Under the Foreign Supplier Verification Program (FSVP) Rule, the U.S. Food and Drug Administration (FDA) requires most U.S. importers to develop FSVPs to provide adequate assurances that their foreign suppliers are producing food that is safe for consumption.

Importers are responsible for gathering supplier compliance data and using that data to verify and approve suppliers. Importers must remain up to date on the compliance status of all their suppliers to take corrective actions and adhere to FSVP requirements.

Obtaining the data you need to efficiently track your suppliers’ compliance is time and resource-consuming. With many other business tasks to attend to, you may wonder how you can make FSVP compliance easier and more efficient.

Keep reading for easy ways to streamline FSVP compliance at your company.

Automate Compliance Alerts

Though essential to complying with FSVP requirements, monitoring supplier compliance is challenging. FDA has several databases that contain supplier compliance information.

This information is not automatically shared with FSVP Importers, and you need to regularly scour each relevant database and search for each supplier individually to find their information.

You are required to maintain awareness about enforcement actions FDA has issued against your suppliers, such as Import Alerts, Warning Letters, and Import Refusals. You must take corrective actions as applicable, to ensure the food safety issues have been resolved before you import the food.

If you continue shipping from a non-compliant supplier, FDA will take enforcement action against your company.

To make staying informed more productive, you can use a platform that automates compliance alerts. Registrar Corp’s Automated Compliance solution is a comprehensive platform for prudent importers and exporters wanting to stay FDA-compliant and proactively avoid supply chain disruptions.

Within Automated Compliance, our Compliance Monitor tool aggregates data from government databases to send you important updates in real time. Using a system customized to make FDA compliance easier can save you hours of work and reduce unnecessary strain on your resources.

Maintain Records Digitally, in One Place

The FSVP rule requires documentation that demonstrates compliance for each food imported per supplier. These documents must be updated at least every 3 years, or whenever significant supplier information changes, such as the facility’s address or when  a new ingredient or process is incorporated thus affecting the hazard analysis or other evaluations in the FSVP.

Relying only on physical files can lead to missing documents, causing you to sacrifice both time and manpower to retrieve required documentation. Maintaining physical files also likely requires additional administrative support to keep files organized and make them available to FDA upon request.

The challenges increase as a company adds additional suppliers, which all require separate FSVPs and separate documentation.

Due to remote inspections, FDA has been requesting documents in digital form, either via email or by uploading to FDA’s FSVP Importer Portal for FSVP Records.
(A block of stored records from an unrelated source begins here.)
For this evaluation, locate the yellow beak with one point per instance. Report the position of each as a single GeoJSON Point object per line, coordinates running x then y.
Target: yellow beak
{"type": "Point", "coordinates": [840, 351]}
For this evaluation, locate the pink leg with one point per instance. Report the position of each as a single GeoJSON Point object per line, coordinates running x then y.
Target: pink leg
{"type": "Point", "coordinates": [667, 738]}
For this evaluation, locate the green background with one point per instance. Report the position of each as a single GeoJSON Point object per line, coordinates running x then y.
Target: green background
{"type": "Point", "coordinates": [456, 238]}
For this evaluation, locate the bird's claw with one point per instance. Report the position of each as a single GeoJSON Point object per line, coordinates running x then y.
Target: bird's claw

Maintaining a digital file system is more efficient and will ensure all files are in one location.

To streamline a digital file system for your FSVP documents, you can use a system that is integrated into the platform you are already using to track FSVP compliance.
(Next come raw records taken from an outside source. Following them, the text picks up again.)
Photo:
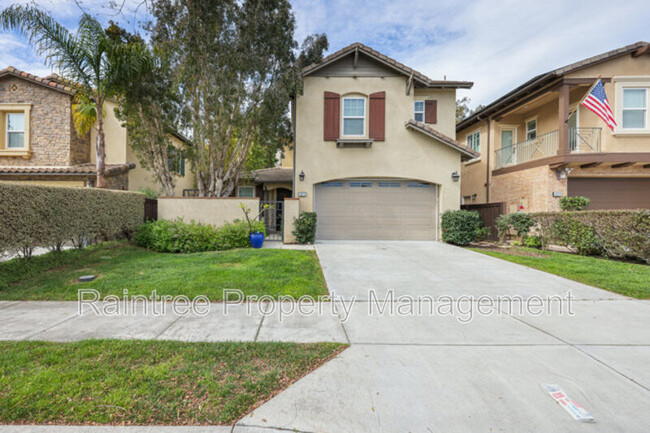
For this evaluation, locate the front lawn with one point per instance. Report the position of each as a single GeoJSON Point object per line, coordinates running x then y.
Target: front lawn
{"type": "Point", "coordinates": [120, 266]}
{"type": "Point", "coordinates": [628, 279]}
{"type": "Point", "coordinates": [146, 382]}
For example, the Document Management System (DMS), included in the Automated Compliance platform, is a digital file system that helps you manage Food Safety Plans, audit reports, process documentation, and more. You can also request and receive suppliers’ documents directly through the DMS and automatically re-request documents when they near expiration.

Check Supplier’s FSVP Compliance Before You Buy

You can be more confident that a potential supplier will be reliable by checking their compliance history before you decide to work with them. Importers are required to continuously verify their suppliers’ compliance and re-evaluate and/or revoke approval of a supplier that has fallen out of compliance until the issue has been resolved.

If a supplier has a strong and lengthy track record of outstanding FDA compliance, they are more likely to remain compliant than a company that has been subject to several FDA enforcement actions. Non-compliant suppliers can cause import delays, major losses in productivity, and more importantly cause consumer illness if unsafe food is distributed.

When a supplier falls out of compliance, you need to take corrective actions. You may need to allocate resources to finding a replacement, recouping financial losses, and implementing damage control to protect your brand’s reputation and consumers.

To get a clear idea of a supplier’s compliance record, you can use an evaluation tool like Regiscore, a feature of the Monitor that generates scores for suppliers based on their FDA compliance and shipment history. By only importing from suppliers with high Regiscores, you can reduce the likelihood of importing from an unreliable supplier.

Importers can also quickly and efficiently identify new products with Registrar Corp’s Marketplace tool. Marketplace contains thousands of international suppliers’ information, along with their compliance status and historical shipment data, so importers can easily find the products they need and the suppliers they want to do business with on one platform.